The access to your act is to recall an experience of failure, an experience of failure from any past occasion. Recall a time you failed. It could be today. It could be the original experience. The original experience you're looking for happened soon after you got language. So the command you uttered is simple and childlike ie it's in the language of a child. It sounds the way a child would say it.

As you recall the past experience of failure, notice what happened. Notice where it happened. Notice when  it happened. Who was there? Who said what? What was the exact moment you experienced failure? Where is it held in your body?  If that part of your body could talk, what would it say about what it's holding?  What command did you utter? Don't be reasonable. Don't rationalize. Don't explain. Don't  ... make  ... excuses. Take whatever comes up. Take whatever you get.

Then recall an earlier experience of failure, and do the process again. Then recall an even earlier experience of failure, and do the process again. Soon you'll get the original experience ie your original inauthenticity, your act. When you do you'll also regain your choice to freely keep your act or to walk away from it.

Listen: there's no storytelling  when you do this. This isn't Monday morning quarterbacking. It's not a reporter's commentary from the stands and it's not locker room banter. Neither is this armchair psychoanalysis. Something happened. Someone (you and / or someone else) did something. Someone (you and / or someone else) said something. Then you uttered your command. Period. That's it!  From that moment on your act, your role of a lifetime, was in place. That's all. The rest you made up.

<aside>

"The  ... rest  ... I  ... made  ... up  ..."?

But isn't that just what my mother said to me all those years ago?

<un-aside>


Why Walk Away From The Role Of A Lifetime?



So why walk away from your act? Why would an actor walk away from the role of a lifetime? Why would any self-respecting thespian  ever discard the masks their role of a lifetime calls for them to wear?

One essential answer to this question is another question: what if your act just doesn't serve you anymore?

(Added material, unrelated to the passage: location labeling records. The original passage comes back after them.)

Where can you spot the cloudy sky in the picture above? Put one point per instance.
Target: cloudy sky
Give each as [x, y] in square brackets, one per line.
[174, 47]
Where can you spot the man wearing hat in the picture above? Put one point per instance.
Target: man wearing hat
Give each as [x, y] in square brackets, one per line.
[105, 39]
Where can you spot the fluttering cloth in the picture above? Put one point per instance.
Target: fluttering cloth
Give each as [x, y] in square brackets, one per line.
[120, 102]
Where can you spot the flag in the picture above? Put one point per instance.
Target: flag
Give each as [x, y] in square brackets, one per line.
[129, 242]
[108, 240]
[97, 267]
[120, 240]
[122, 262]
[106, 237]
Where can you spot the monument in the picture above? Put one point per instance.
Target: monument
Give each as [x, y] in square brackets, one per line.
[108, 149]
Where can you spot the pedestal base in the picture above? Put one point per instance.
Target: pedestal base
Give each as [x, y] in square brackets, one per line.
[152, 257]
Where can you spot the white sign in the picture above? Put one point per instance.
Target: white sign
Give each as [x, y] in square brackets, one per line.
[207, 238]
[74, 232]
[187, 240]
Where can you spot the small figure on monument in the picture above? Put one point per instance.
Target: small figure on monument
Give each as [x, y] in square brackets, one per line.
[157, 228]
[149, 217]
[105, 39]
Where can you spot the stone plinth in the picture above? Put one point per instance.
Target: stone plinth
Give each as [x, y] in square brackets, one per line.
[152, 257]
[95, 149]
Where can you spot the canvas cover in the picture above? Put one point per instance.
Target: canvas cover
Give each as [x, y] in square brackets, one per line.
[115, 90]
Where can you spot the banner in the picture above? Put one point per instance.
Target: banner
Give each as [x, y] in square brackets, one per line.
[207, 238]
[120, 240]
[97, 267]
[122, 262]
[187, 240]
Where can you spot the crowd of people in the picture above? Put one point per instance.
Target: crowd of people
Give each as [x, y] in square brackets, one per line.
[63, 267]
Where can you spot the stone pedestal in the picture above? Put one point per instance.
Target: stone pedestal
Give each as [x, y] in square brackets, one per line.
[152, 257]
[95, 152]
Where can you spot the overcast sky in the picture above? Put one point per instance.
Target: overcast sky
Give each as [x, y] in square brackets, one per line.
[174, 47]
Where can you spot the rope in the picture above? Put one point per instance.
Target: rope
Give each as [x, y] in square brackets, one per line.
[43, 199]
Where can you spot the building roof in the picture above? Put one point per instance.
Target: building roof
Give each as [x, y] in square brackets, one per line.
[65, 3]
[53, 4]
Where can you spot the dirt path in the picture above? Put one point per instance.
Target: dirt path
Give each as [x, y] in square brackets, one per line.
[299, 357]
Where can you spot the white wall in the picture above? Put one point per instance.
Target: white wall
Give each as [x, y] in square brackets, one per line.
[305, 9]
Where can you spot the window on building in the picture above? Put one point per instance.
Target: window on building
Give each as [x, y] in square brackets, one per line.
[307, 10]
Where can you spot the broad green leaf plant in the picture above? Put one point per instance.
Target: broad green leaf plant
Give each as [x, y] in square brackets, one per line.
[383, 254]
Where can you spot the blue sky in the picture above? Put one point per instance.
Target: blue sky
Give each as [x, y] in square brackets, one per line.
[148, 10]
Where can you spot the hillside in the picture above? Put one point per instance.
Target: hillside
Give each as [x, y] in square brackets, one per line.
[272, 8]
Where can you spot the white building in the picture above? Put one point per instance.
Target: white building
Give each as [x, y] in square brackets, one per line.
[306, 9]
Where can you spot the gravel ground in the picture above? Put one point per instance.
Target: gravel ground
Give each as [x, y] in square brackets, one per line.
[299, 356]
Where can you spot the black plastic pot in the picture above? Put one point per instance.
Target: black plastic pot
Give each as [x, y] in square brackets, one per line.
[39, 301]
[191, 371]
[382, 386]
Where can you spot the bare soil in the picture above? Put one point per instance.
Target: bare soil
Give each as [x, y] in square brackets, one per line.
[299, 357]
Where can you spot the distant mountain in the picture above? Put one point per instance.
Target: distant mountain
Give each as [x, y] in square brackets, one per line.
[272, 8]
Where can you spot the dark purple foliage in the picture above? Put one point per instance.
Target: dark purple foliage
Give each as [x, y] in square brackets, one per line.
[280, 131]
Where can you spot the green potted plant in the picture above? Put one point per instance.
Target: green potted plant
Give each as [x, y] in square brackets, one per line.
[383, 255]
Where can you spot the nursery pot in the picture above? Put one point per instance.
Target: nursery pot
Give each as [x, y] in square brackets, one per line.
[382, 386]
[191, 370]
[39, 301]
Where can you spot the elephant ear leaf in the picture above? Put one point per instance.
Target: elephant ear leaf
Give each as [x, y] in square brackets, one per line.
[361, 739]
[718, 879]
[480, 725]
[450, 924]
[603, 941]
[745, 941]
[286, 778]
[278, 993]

I've noticed that in order to be right, in order to survive, indeed in order to consistently be who I consider myself to be  I have to perpetuate my act ie I have to perpetuate the command, I have to perpetuate "You don't listen to me", I have to perpetuate not being listened to, I have to perpetuate the failure. This robs me of my freedom, drains my power, dampens my joy, inhibits my full Self expression, interferes with my desire to generate intimacy. It clouds my transformed awareness  of who I really am (this is the Divine Play, remember?).

Those right there  are only six of my many grounds for walking away from my act. And for each of you, the cast of billions of actors in the other roles of the Divine Play, there are many, many more.


Postscript:

The presentation, delivery, and style of Your Act: The Role Of A Lifetime? are all my own work.

The ideas recreated in Your Act: The Role Of A Lifetime? were first originated, distinguished, and articulated by Werner Erhard.